Originally posted 2014-02-19 10:58:49. Republished by Blog Post Promoter

Contracts (Photo credit: NobMouse)

I am truly grateful that my buddy Craig Martin (@craigmartin_jd) continues his great posts over at The Construction Contractor Advisor blog. He is always a good cure for writer’s block and once again this week he gave me some inspiration. In his most recent post, Craig discusses a recent Indiana case relating to the ever present issue of termination by a subcontractor for non-payment. In the Indiana case, the court looked at the payment terms and determined that the subcontractor was justified in walking from the project when it was not paid after 60 days per the contract.

This result was the correct, if surprising. Why do I say surprising? Because I am always reluctant to recommend that a subcontractor walk from a job for non payment if it is possible to continue. This is not so much for legal reasons (not paying a sub is a clear breach of contract by a general contractor) but practical ones. The practical effect of walking from the job is that the subcontractor is put on the defensive. Instead of arguing later that it performed but was not paid, that subcontractor is put in the position of arguing that the general contractor cannot collect its completion related and other damages because it breached first.

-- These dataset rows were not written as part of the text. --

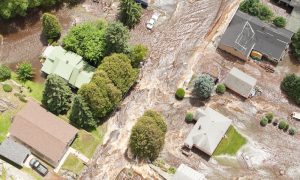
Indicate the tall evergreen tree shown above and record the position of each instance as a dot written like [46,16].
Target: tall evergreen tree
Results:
[57,95]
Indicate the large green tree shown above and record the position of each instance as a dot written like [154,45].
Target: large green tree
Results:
[130,13]
[87,40]
[116,38]
[296,45]
[81,114]
[148,135]
[119,71]
[100,95]
[204,86]
[51,26]
[56,95]
[291,86]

This is a more intuitively difficult argument and one that is not as strong as the first.

Of course, all of this is contingent on the language in your contract (is there a “pay if paid” or language like that in the Indiana case?).

Here in Virginia, like in Indiana, the contractual language is key to any analysis of this issue. As I have said here at Musings almost ad nauseum, the contract under which you work at a construction project is one of the, if not the, most important document on that job. Each word will be given meaning and each word can make a big difference in the outcome (this is true even to the point of having a preemptive waiver of mechanic’s lien rights be enforceable). As the Indiana case shows, this strict enforcement of the contract, contrary to some popular belief I have heard, can actually benefit downstream subcontractors when the language of the contract is carefully drafted, preferably with the early counseling of an experienced construction attorney. With the proper drafting, a construction contract can and should set out a good set of rules for the project that all can live with. Had the contract in that case read differently, the result likely would have been different.

In short, always think hard before walking from a project and always make sure you know your contract before you do.